Il timore che le politiche economiche di Donald Trump possano innescare una recessione sta diventando sempre più diffuso tra gli economisti, ma cosa significa questo per Bitcoin? Parliamo delle montagne russe economiche che potremmo affrontare e di come potrebbe reagire il re delle criptovalute.
L'inflazione sta colpendo duramente l'America da ormai quasi tre anni. Si prevede che la Federal Reserve taglierà presto i tassi di interesse.

L'inflazione si è recentemente raffreddata al 2,6%, appena al di sopra dell'obiettivo del 2% fissato dalla Fed. Anche il mercato del lavoro si è calmato, tornando ai livelli pre-pandemici. I prezzi elevati e i costi di finanziamento hanno rallentato la spesa dei consumatori, allentando la pressione sui prezzi.
Ma la Fed avverte che stanno camminando su una corda tesa. Come ha affermato ladent della Fed di San Francisco, Mary Daly:
"Non vogliamo arrivare al punto in cui il mercato del lavoro inizia a indebolirsi in modo sostanziale, a vacillare, perché a quel punto è spesso troppo tardi per ripristinarlo"
Gli effetti collaterali economici di Donald Trump
I Democratici sono orgogliosi dellatroneconomia statunitense, vantandosi della bassa disoccupazione e della quasi sconfitta dell'inflazione. Tuttavia, i sostenitori di Trump vedono un quadro diverso.
Sebbene gli americani continuino a pagare di più per i beni rispetto a prima della pandemia, i piani di Trump potrebbero vanificare tutti i progressi.
Gli economisti di Bloomberg avvertono che le sue politiche, tra cui ulteriori tagli fiscali per i ricchi, l'aumento delle tariffe doganali e le restrizioni all'immigrazione, potrebbero creare scompiglio nel commercio globale e far impennare nuovamente l'inflazione.

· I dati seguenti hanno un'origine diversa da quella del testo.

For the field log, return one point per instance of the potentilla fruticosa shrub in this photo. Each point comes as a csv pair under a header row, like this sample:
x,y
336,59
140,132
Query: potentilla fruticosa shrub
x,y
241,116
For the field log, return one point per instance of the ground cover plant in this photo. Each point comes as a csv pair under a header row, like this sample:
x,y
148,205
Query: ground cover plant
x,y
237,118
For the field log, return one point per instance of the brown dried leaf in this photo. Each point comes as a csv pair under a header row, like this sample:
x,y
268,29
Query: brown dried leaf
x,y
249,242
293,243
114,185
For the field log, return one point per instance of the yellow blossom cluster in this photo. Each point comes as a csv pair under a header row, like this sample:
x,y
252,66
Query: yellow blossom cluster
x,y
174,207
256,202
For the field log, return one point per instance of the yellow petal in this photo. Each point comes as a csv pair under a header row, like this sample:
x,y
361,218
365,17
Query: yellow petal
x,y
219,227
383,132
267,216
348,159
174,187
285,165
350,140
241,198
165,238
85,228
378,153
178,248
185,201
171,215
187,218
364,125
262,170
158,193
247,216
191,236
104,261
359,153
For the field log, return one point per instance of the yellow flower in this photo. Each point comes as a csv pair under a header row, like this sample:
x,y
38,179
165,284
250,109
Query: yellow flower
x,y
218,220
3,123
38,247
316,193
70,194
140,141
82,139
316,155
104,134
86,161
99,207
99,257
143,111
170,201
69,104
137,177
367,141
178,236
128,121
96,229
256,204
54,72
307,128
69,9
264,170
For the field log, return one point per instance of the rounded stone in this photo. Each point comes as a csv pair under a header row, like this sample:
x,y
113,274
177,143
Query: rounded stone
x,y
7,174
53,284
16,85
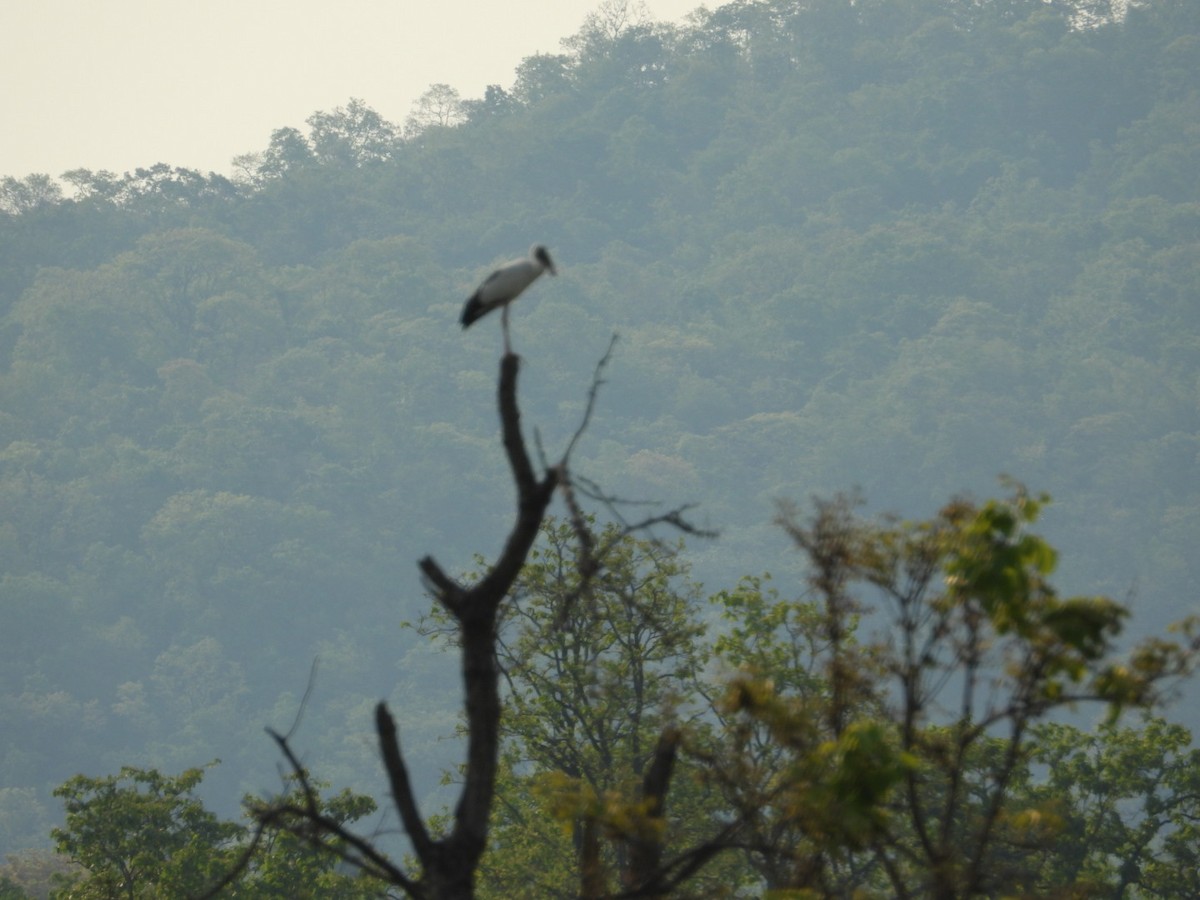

Si prevede che i tagli fiscali di Trump favoriranno i ricchi, anche se la presenza di JD Vance potrebbe influenzare un po' la situazione. Gli aumenti dei dazi doganali di Trump potrebbero scatenare un'altra guerra commerciale con la Cina, con conseguente danno al commercio globale.
Inoltre, il divieto totale di immigrazione imposto dal Partito Repubblicano potrebbe ridurre la forza lavoro, causando ulteriori difficoltà economiche. Questa combinazione di politiche potrebbe portare a una recessione, nonostante gli sforzi di Jerome Powell.
Joe Biden si dimetterà?
Anche gli osservatori politici sono al centro dell'attenzione per le domande sulla candidatura di Biden alla rielezione. L'81enne è attualmente sottoposto a forti pressioni per ritirarsi, soprattutto dopo che Trump lo ha battuto nel dibattito, è sopravvissuto a un tentativo di assassinio e ha poi accettato la nomination repubblicana a Milwaukee.
Ma oh no, Biden insiste di poter battere Trump di nuovo. Lo definisce una minaccia per la democrazia americana. La risposta di Trump è stata questa:
Ma Biden non ha fatto nulla per convincere il suo partito. Il Comitato Nazionale Democratico ha rinviato la votazione ufficiale per la nomina di Biden almeno fino al 1° agosto.
E più a lungo si protrarrà questa situazione, più difficile sarà per qualsiasi nuovo candidato prepararsi per la campagna elettorale generale. Anche se quel candidato dovesse rivelarsi Kamala Harris.
Cosa succede a Bitcoin durante una recessione?
Quindi, se le politiche di Trump innescassero una recessione, cosa succederebbe a Bitcoin? L'impatto potrebbe essere complesso. Certo, Bitcoin è spesso visto come l'oro digitale, un rifugio sicuro durante le crisi economiche. Se gli investitori cercassero alternative agli asset tradizionali, Bitcoin potrebbe vedere un'impennata della domanda.
MA, una recessione potrebbe portare a una maggiore volatilità del mercato. Gli investitori potrebbero vendere Bitcoin per coprire le perdite in altre aree, causando forti fluttuazioni dei prezzi.

L'amministrazione Trump è stata più favorevole alle criptovalute rispetto ai Democratici. Tuttavia, le recessioni spesso portano a normative più severe, mentre i governi cercano di stabilizzare le economie. Questo potrebbe influire sulla crescita e l'adozione di Bitcoin.
Bitcoin ha dimostrato resilienza e crescita in periodi di incertezza economica. Di recente, il suo valore è aumentato in seguito alle speculazioni su una potenziale vittoria repubblicana, viste da molti investitori come un fattore positivo per le criptovalute.

Bitcoin è balzato da circa 57.000 a 62.400 dollari in meno di quarantotto ore, grazie al crescente ottimismo del mercato legato alla candidatura di Trump.